The information disclosed in this background section is only for enhancement of understanding of the general background of the invention and should not be taken as an acknowledgement or any form of suggestion that this information forms the prior art already known to a person skilled in the art.

The invention content is as follows:

the invention aims to detect a plurality of mutation sites of rifampicin and isoniazid resistant genes of mycobacterium tuberculosis by adopting thermostable DNA polymerase (capable of having 5' nuclease activity) and an asymmetric PCR method, thereby overcoming the defects in the prior art.

In order to achieve the above object, the present invention provides a primer probe for detecting rifampicin and isoniazid resistance mutations of mycobacterium tuberculosis, comprising: designing primers of SEQ ID No. 1-No. 2 and probes of SEQ ID No. 3-No. 5 according to a 81bp drug-resistant core region of the mycobacterium tuberculosis, and covering and detecting 511, 513, 516, 522, 526, 531 and 533 sites of a rifampicin drug-resistant RpoB Gene (Gene ID: 888164); designing primers of SEQ ID No. 6-No. 7 and a probe of SEQ ID No.8 according to the region of isoniazid drug-resistant KatG gene (GeneID: 885638), and covering and detecting 315 sites of the KatG gene; primers of SEQ ID No. 9-No. 10 and a probe of SEQ ID No.11 are designed according to the region of the mabA (fabG1) -inhA promoter gene (GeneID: 886523), and sites-17, -15 and-8 of the mabA (fabG1) -inhA promoter gene are detected in a covering mode.

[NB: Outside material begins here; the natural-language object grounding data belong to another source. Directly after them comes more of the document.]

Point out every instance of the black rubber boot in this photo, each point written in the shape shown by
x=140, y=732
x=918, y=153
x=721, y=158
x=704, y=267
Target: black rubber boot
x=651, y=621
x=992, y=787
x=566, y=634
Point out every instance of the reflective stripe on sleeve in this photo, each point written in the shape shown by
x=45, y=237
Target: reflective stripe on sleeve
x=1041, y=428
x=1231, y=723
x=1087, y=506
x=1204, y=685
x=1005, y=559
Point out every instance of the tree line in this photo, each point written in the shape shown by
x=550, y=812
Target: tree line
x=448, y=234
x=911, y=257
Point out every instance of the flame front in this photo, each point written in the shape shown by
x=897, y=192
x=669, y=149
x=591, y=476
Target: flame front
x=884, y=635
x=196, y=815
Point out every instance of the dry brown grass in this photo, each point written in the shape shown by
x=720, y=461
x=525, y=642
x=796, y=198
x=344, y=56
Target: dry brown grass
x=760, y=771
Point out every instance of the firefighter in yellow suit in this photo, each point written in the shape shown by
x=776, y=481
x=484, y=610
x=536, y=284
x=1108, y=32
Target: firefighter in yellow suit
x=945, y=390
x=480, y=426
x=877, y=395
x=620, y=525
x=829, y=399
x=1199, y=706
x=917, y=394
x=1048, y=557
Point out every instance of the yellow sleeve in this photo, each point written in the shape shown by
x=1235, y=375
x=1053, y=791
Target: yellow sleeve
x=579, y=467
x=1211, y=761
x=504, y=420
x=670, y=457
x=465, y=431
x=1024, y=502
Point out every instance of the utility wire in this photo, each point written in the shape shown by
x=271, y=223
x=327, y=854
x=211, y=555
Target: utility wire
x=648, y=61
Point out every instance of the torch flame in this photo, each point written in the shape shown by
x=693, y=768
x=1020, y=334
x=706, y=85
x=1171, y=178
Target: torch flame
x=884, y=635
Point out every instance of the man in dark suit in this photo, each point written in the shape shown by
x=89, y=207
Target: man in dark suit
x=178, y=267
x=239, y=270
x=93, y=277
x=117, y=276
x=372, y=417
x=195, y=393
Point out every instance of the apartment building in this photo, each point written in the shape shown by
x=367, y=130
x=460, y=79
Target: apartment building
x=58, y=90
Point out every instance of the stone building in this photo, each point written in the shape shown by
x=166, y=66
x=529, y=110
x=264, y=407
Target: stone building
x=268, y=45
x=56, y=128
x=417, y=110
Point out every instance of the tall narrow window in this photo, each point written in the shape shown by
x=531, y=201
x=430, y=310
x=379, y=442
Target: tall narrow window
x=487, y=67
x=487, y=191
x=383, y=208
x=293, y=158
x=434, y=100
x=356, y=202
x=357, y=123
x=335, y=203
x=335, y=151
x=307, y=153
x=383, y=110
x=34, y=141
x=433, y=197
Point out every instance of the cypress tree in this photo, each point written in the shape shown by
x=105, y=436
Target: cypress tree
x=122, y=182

Preferably, in the above technical scheme, the 5 'end of the probe can be fluorescently labeled with FAM, VIC/HEX/JOE, ROX, CY3, CY5, etc., respectively, and the 3' end can be quenched with a fluorescent group such as BHQ1, BHQ2, BHQ3, DABCYL, TAMRA, etc.

A kit for detecting rifampicin and isoniazid drug-resistant mutation of mycobacterium tuberculosis comprises a primer probe reaction solution, wherein the primer probe reaction solution comprises an A reaction tube and a B reaction tube, the A reaction tube comprises 1 pair of primers and 2 probes aiming at an RpoB gene, and 1 pair of primers and 1 probe aiming at a KatG gene; the B reaction tube comprises 1 pair of primers and 1 probe for the RpoB gene, and 1 pair of primers and 1 probe for the mabA (fabG1) -inhA promoter gene region.

Preferably, in the above technical solution, in the reaction tube a: 1 pair of primers and 2 probes of the RpoB gene 1 are specifically primers of SEQ ID No. 1-No. 2 and probes of SEQ ID No. 3-No. 4; 1 pair of primers and 1 probe of the KatG gene are specifically primers of SEQ ID No. 6-No. 7 and a probe of SEQ ID No. 8;

preferably, in the above technical solution, in the reaction tube B: 1 pair of primers and 1 probe of the RpoB gene 1 are specifically primers of SEQ ID No. 1-No. 2 and a probe of SEQ ID No. 5; the 1 pair of primers and 1 probe in the gene region of the mabA (fabG1) -inhA promoter are specifically the primers of SEQ ID No. 9-No. 10 and the probe of SEQ ID No. 11.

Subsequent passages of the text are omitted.